The ACA, however, doesn’t work that way. Rather than cut off those 34 states that fail to establish their own exchanges, leaving locals either without insurance coverage or stuck with coverage they cannot afford, the ACA mandates that the federal government step in with its own exchange for purchasing insurance. That means that residents can still receive more affordable health insurance coverage, regardless of their state government’s political reaction to the law. And this should include accessing tax credits to help pay for that coverage.

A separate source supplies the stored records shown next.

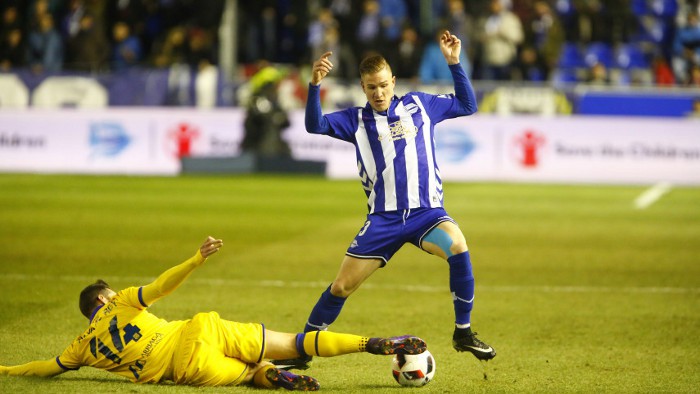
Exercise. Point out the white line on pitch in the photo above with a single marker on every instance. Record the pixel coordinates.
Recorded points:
(137, 281)
(651, 195)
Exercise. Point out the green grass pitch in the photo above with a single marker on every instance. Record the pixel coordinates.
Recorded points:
(576, 289)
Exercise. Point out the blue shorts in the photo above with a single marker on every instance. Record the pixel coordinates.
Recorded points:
(384, 233)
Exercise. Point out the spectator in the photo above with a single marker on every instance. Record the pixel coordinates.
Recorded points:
(394, 15)
(10, 21)
(45, 47)
(530, 65)
(346, 62)
(172, 49)
(265, 118)
(407, 54)
(598, 75)
(369, 28)
(11, 50)
(200, 51)
(87, 50)
(686, 49)
(461, 24)
(70, 25)
(259, 30)
(317, 31)
(662, 72)
(127, 50)
(501, 33)
(547, 37)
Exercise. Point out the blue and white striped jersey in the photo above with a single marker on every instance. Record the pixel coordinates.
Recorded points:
(396, 149)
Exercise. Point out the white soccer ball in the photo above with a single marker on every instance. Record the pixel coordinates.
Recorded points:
(414, 370)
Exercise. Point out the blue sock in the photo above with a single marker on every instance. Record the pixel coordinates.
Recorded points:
(325, 311)
(462, 287)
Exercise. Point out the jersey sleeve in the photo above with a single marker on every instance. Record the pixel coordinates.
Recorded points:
(448, 106)
(343, 124)
(168, 281)
(133, 296)
(69, 360)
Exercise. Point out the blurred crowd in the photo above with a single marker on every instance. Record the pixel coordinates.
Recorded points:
(651, 42)
(107, 35)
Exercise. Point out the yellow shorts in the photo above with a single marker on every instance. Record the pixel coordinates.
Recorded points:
(216, 352)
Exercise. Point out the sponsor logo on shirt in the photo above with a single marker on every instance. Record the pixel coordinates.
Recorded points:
(398, 131)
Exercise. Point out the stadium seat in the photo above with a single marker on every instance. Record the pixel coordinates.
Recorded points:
(598, 52)
(630, 56)
(562, 76)
(652, 29)
(571, 56)
(664, 8)
(639, 7)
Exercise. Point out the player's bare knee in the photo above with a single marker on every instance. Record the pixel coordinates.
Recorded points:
(458, 246)
(340, 289)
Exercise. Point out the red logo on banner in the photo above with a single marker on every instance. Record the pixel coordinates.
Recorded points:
(528, 146)
(183, 135)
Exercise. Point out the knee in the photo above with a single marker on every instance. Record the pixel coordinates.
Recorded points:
(341, 289)
(459, 245)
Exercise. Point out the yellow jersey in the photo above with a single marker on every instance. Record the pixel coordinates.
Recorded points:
(126, 339)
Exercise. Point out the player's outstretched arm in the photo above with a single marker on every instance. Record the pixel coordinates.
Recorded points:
(451, 47)
(172, 278)
(44, 369)
(313, 120)
(321, 68)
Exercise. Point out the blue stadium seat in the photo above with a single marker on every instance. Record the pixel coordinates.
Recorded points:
(653, 29)
(564, 76)
(598, 52)
(664, 8)
(639, 7)
(630, 56)
(571, 56)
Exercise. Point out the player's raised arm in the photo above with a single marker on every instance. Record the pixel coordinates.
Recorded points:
(313, 120)
(172, 278)
(321, 68)
(451, 47)
(44, 369)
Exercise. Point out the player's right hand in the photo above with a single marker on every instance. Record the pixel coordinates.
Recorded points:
(210, 246)
(321, 68)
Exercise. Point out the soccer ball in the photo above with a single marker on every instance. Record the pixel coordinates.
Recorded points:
(413, 370)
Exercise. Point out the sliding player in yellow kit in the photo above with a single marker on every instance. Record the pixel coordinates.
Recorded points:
(126, 339)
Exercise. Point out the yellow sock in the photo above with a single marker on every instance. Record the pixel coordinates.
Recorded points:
(260, 380)
(329, 344)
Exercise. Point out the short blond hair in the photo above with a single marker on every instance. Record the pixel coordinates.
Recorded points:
(373, 64)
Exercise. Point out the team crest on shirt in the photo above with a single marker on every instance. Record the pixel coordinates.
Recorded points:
(398, 131)
(411, 108)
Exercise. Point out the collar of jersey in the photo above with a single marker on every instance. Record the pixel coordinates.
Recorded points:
(394, 99)
(95, 312)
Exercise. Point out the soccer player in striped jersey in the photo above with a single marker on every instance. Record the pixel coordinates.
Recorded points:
(125, 339)
(394, 144)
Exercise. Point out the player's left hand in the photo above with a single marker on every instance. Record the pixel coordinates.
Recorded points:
(451, 46)
(210, 246)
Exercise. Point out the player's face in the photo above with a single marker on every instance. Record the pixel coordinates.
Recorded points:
(107, 297)
(379, 89)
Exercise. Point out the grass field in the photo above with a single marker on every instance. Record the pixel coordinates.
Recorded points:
(577, 290)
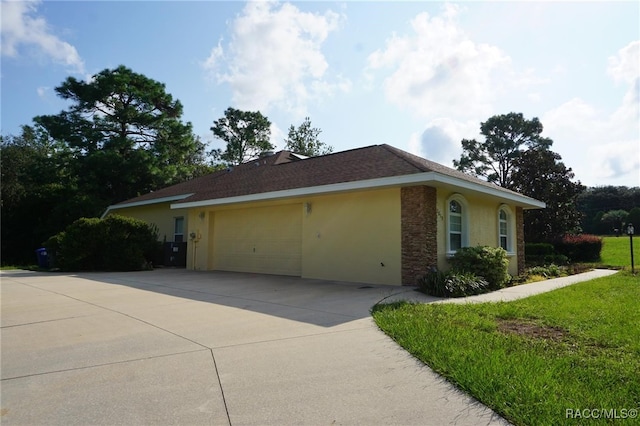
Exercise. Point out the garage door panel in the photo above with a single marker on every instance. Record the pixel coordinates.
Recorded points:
(261, 240)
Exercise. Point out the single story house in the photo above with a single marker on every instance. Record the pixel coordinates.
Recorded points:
(374, 215)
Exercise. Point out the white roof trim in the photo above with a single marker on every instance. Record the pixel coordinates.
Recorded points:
(404, 180)
(145, 203)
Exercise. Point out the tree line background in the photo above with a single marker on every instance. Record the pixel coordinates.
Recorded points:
(123, 135)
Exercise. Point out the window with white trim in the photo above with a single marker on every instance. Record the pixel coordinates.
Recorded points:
(503, 229)
(178, 229)
(457, 224)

In other words, Congress didn’t push for states’ ability to make a “choice” to opt out of tax credits for their residents, no matter what conservative opponents may claim.

Conservatives challenging the ACA have, unsurprisingly, glossed over these critical flaws in their argument, insisting this is really a straightforward case of statutory interpretation. And for the conservative justices on the Roberts Court who have eagerly accepted similar false choices in other contexts such as affirmative action, voting rights, and abortion clinic buffer zones, that’s a difference that may not matter.

But the difference should matter. The fact that we are even here again, weighing the possible legal and political outcomes to yet another challenge to health care reform, says so much about the state of our judiciary. And none of it is good. Remember when conservatives complained about the tens of thousands of pages of regulations associated with the health-care reform law as proof the ACA was unworkable and unconstitutional? After that argument failed, they constructed the challenge in King, which puts forward exactly the opposite premise. This time conservatives argue the thousands of pages of statutory text can—and should—be reduced and effectively summarized by four words: “established by the state.” This, as it happens, would undercut the entire regulatory goal of the ACA, which is to expand private health insurance coverage for as many Americans as possible.

The conservative challengers want us to believe, and the Court to accept, that the fates of nearly five million people who have received subsidies to help pay for insurance on one of the federal government’s 34 exchanges should hang in the balance of that phrase. As detailed here, here, and here, there are a myriad of legal reasons why the claims in King should fail.

But the fact remains that at least four Supreme Court justices are willing to consider the challengers’ case, and they only need one more justice on their side to win it.

Amazingly, it is Justice Antonin Scalia who should offer even the conservatives on the Roberts Court a path to the right conclusion here. In defending his “traditionalist” approach to the law, Justice Scalia has argued that the Court’s role is to adopt the interpretation that “does least violence to the text.” In the case of King, that would leave the Roberts Court with no other choice but to uphold the federal government’s ability to offer subsidies in its exchanges. Any other ruling will result in catastrophic loss of coverage, which is not simply violence to the text, but rather violence to our people.